While surfing through the news channels, there was a special broadcast of the Prime Minister’s speech. The surprise address to the nation heralded that there was some significant announcement on the way. Just when the banning of 500 and 1000 rupees notes was announced, I started dialing my friends and relatives and informing them about it. While some were in utter disbelief, others were confused about its consequence. What followed were a flurry of updates on social media. Depending on one’s political leanings, predictable positions were taken. The decision was welcomed by some with bouquets, while others had only brickbats to offer.
My first concern after the announcement was regarding the 500 and 1000 denomination notes that were gifted to me by my grandmother and cousin for my birthday. There was a need to change those gifts which were given with the dearest sentiment into something having a “legal value”. Perhaps for the first time I realized that notes are not merely pieces of paper for transactional purpose. They have associations and a sense of relatability.
Next day at the bank, there was a queue and the bank ran out of cash while many of the citizens ran out of patience. Some questioned if indeed “achhe din” has arrived, a reference to the PM’s famous election slogan, and some hailed the move as a great leveller between the rich and the poor.
“The rich has the credit card as an alternative, you can only see the middle class and the poor in the queues,” remarked an elderly man.

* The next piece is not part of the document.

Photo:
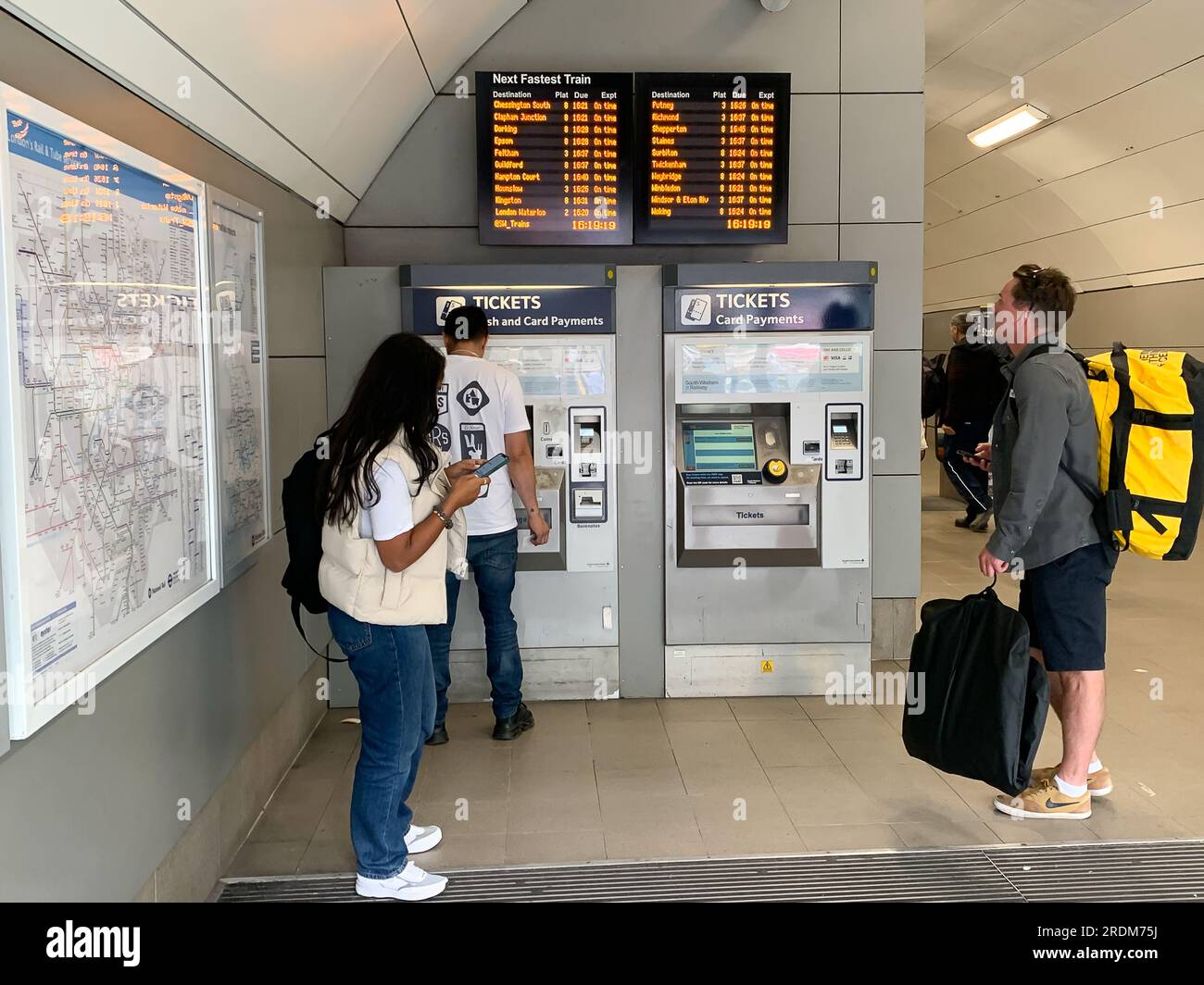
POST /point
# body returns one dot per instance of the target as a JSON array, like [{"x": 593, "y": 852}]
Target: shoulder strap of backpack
[{"x": 296, "y": 620}]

The morning after the announcement, the lady who does the household chores at my place came running to my mother asking if black money is indeed black coloured notes. My mother explained what is black money and how it is unaccounted wealth. She heaved a sigh of relief but remained confused.
The queue at the bank turned into an eclectic mix of fellow-citizens. There were people hooting and cheering when the cash-van arrived. There were some who were protesting against the bank’s decision to allow withdrawal of money only once, while an elderly man inquired if the staff at the cash counter had lunch.
I managed to withdraw the required cash and while walking back home, I spotted a number of fruit and vegetable sellers putting up announcements reading that a payment through mobile wallet was accepted there. My parents kept reminding me to download a mobile app to pay the electricity bill. It made me think if we are indeed moving towards a cashless economy wherein even the neighbourhood chaiwala (tea-seller) would be accepting payment through mobile wallet to keep him relevant in a fast-changing world. Maybe Darwin’s theory of evolution is something that we can fall back upon during these challenging and changing times.
Owing to natural human tendency, we are uncomfortable with change in our quotidian life, whether the change is for good or bad. All we can wish for in the current scenario is for the change to happen for good.